Tip #7: Don’t neglect email
Email is likely your number one attack vector. There’s basically three main types of attack to be wary of. The first is phishing credentials, where the attacker directs the user to a fake login page and they input their credentials. This is particularly worrisome because it can be difficult to know whether or not someone has had their credentials stolen. The second is malware, where the attacker tricks the user into downloading and executing malware. The third attack is invoice fraud, where an attacker will try to trick your finance department into sending money to a bank account that the attacker controls. Make sure you are covered on these three attacks. Make sure you have email security that tracks when a user opens a credential harvesting page, and talk to the user and reset their password.

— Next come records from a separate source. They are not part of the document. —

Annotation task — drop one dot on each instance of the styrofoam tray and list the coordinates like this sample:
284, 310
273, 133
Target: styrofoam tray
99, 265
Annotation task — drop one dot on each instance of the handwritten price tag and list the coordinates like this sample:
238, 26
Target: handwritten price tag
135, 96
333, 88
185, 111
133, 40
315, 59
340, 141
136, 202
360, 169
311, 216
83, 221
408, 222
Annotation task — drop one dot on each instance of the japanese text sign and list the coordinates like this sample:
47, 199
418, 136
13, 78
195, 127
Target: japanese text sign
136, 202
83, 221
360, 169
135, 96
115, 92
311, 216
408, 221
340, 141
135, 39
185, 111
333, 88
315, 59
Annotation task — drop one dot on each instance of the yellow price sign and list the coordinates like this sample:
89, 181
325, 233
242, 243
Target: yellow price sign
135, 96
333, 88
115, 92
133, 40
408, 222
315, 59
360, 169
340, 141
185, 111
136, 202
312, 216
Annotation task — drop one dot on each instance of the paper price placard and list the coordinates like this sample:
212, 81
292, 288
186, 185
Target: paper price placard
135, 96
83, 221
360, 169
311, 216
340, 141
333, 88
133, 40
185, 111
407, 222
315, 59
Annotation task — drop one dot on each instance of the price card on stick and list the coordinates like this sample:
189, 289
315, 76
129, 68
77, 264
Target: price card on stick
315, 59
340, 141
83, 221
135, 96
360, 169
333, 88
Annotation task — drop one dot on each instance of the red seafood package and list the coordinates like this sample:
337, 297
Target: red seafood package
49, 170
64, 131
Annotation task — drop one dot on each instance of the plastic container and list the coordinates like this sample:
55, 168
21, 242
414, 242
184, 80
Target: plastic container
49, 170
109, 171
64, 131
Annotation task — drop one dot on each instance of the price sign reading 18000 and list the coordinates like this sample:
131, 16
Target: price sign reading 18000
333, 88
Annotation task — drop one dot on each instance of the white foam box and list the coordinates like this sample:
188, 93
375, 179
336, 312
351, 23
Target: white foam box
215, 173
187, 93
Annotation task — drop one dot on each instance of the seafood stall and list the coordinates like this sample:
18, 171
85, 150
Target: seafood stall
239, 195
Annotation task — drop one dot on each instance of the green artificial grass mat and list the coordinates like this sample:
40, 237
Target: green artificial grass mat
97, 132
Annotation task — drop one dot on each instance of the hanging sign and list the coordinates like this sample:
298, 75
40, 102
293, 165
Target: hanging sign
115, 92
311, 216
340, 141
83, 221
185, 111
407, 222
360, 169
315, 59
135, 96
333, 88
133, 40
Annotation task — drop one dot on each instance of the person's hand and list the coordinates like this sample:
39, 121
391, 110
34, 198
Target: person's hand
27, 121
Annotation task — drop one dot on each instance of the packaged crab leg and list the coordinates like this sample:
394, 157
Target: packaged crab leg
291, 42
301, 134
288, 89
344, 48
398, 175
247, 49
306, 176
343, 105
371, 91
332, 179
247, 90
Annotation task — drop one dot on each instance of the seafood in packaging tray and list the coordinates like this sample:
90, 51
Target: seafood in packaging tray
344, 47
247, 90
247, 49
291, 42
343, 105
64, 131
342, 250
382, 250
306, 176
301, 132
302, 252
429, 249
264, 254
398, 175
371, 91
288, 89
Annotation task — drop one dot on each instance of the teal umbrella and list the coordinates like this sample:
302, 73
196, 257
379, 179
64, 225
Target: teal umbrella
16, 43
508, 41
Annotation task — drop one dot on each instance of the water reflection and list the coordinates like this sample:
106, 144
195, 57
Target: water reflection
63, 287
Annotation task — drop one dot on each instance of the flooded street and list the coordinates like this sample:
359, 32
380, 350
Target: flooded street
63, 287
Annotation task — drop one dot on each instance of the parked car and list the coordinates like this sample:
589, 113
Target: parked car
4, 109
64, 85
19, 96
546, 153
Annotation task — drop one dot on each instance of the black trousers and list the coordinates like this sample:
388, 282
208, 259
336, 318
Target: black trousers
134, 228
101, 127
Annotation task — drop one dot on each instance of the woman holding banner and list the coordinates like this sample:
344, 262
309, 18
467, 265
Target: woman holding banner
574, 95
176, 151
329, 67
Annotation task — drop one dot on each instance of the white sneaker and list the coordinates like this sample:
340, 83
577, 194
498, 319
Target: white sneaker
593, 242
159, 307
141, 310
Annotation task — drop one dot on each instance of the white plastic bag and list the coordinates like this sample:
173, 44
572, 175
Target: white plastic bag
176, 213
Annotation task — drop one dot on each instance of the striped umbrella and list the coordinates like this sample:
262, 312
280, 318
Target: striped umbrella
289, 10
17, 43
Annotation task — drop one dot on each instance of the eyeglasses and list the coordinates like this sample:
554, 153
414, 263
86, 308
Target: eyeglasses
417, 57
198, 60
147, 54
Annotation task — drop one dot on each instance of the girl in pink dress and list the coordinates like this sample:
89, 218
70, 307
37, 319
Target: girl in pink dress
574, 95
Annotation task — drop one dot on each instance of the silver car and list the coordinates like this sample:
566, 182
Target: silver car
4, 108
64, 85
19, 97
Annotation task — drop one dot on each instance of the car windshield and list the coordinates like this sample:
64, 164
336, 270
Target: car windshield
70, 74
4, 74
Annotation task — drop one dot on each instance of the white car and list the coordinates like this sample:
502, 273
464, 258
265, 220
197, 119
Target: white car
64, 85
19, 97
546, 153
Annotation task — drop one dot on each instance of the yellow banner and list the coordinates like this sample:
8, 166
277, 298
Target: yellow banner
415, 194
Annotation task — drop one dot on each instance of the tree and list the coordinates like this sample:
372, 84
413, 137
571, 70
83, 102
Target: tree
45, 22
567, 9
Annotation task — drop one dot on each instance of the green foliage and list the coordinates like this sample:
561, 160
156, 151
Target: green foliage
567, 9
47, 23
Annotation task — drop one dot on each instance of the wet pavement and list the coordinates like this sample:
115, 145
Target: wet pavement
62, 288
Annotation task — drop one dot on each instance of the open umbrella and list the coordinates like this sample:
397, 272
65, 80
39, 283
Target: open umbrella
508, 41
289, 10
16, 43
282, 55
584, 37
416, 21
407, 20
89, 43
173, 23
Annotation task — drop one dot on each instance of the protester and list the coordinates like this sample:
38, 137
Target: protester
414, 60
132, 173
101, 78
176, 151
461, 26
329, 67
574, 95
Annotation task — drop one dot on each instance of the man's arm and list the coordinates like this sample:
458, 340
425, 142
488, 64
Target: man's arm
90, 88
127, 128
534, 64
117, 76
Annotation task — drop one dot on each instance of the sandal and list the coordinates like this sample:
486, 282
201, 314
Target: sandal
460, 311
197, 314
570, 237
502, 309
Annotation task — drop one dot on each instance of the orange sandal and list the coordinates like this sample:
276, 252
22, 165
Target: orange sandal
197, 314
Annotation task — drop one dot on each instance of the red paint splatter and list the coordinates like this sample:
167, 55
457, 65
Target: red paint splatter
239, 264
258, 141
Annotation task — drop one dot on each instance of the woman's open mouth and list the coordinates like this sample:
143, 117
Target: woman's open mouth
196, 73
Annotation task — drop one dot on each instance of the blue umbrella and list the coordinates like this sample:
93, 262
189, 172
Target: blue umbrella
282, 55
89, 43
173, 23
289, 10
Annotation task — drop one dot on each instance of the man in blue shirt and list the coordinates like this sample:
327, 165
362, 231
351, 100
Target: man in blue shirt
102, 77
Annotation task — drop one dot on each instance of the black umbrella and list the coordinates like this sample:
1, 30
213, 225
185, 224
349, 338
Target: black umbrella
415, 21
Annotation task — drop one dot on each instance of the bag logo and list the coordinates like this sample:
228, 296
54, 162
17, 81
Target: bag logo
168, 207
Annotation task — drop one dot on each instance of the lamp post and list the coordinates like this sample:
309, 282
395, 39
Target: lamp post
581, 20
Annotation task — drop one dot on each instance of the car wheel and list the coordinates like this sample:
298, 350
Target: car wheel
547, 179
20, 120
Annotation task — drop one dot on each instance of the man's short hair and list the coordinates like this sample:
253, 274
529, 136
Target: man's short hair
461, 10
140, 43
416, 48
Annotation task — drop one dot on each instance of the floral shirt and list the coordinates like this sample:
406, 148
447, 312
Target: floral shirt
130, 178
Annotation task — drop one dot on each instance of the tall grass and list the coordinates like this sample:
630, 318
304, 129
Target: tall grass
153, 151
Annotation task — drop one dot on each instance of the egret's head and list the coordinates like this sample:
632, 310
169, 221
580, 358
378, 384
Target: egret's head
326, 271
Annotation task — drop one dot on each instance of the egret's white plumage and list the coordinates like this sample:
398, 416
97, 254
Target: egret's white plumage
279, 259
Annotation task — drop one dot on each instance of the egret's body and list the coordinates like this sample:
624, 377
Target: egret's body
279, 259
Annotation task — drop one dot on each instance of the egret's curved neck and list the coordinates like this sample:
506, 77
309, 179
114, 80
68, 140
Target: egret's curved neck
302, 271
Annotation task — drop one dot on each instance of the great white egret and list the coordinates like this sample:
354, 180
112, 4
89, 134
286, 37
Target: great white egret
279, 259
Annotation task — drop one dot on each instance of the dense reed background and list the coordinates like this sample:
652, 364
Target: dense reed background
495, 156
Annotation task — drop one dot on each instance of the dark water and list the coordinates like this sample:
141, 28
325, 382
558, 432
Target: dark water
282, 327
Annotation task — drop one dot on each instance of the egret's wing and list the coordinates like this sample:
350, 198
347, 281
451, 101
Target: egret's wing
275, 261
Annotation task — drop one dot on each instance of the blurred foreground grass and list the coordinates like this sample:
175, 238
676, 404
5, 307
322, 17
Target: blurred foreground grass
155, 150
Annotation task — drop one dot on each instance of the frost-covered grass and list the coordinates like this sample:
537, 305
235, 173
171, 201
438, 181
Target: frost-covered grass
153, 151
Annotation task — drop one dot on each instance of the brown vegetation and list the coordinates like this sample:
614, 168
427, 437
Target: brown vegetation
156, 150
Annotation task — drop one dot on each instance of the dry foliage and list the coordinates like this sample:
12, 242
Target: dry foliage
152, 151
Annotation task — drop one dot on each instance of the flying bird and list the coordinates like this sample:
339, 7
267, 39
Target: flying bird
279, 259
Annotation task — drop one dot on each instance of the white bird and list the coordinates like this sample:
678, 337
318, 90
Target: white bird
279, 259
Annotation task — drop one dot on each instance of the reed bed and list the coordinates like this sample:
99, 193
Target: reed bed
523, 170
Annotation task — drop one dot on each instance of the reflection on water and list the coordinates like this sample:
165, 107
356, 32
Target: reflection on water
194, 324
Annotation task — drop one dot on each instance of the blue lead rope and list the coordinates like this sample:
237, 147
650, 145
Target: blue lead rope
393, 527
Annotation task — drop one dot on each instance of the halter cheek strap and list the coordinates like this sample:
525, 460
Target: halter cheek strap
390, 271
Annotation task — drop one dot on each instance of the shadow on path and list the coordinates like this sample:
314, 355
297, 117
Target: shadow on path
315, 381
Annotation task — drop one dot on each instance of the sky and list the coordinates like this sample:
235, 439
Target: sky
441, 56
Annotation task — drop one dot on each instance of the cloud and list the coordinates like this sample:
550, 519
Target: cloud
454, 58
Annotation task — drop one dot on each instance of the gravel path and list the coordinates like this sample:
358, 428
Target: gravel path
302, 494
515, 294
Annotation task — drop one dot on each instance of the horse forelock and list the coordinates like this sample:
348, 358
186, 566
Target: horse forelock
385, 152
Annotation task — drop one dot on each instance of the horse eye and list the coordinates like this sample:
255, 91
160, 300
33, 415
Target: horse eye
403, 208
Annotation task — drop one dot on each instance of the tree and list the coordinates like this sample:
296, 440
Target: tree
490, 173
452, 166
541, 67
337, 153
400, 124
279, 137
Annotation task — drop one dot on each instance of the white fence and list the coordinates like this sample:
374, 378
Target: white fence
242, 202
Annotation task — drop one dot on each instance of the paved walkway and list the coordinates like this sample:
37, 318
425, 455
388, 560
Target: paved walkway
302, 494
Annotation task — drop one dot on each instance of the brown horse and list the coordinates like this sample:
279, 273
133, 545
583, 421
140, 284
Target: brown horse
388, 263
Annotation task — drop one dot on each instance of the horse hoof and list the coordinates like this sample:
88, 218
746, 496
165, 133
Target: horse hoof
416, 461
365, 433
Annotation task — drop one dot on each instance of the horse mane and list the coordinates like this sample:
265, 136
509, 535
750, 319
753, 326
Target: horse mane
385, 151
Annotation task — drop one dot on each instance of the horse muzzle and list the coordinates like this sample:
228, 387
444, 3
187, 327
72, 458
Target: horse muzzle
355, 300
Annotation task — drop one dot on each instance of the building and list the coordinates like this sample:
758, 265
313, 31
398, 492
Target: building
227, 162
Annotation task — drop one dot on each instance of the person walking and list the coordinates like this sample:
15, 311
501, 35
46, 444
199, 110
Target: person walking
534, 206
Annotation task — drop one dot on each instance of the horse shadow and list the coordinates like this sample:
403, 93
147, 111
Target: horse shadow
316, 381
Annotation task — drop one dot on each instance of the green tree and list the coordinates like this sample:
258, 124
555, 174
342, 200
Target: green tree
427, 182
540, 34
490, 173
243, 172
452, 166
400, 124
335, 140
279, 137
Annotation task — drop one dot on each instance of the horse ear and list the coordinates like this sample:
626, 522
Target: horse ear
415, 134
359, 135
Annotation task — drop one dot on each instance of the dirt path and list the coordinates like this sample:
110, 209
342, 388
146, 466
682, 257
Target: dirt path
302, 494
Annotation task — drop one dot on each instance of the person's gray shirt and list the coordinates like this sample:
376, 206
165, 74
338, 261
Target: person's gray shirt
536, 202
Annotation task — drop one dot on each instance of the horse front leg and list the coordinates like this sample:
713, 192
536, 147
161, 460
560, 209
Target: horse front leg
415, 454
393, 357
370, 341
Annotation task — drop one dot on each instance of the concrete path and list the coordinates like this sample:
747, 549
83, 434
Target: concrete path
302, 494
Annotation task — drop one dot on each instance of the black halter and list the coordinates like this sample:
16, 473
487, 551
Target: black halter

For malware, just make sure you have a good EDR and that it feeds into your SIEM, and hope that your email security caught it before it got delivered. For invoice fraud, make sure you know the ways in which money leaves your organisation, and educate the money people so that they are aware of this type of attack. Email is noisy, old and annoying. It can be neglected, but it is one of your biggest weaknesses because it’s an interface between an attacker and your users, so don’t neglect it!
Tip #8: Create tailored SIEM rules, don’t rely on defaults
Every organisation is different. They have different applications, networks, tools, users, priorities. Whatever your SIEM is, don’t be content with default rules. Make sure you create custom rules for your environment. Maybe you work at an organisation where the crown jewels are on a development server. In that case, create SIEM rules looking at that development server. For example, you could have a list of approved users who should be accessing that server, and if anyone else accesses it, then raise an alert. Use your imagination coupled with knowledge of your environment to create a really bespoke set of SIEM rules.
Tip #9: Develop good relations with other teams, including your service desk
Be nice, respectful and helpful to everyone. Not everyone cares about security, and you can very quickly become a pain in the ass for people. If you maintain positive relationships, it will make your life a lot easier. People will be more likely to work with you, and may even flag security concerns to you because they feel comfortable enough to do so. If you ever have dealings with a service desk, then especially cultivate a positive relationship with them. They may share with you things you didn’t know about or processes that could be improved. Also, service desk people are usually quite new to IT, and I’ve had more than one tell me they want to get into cyber security. So be nice and be helpful.
Tip #10: Save logs from incidents
Whenever you have an incident, or a penetration test or red team exercise, save the relevant logs from the attacks to csv files. That way, you can always refer back to them when you need a refresher on what attacks look like in the logs. Additionally, you can use them as training material for new starters in your team.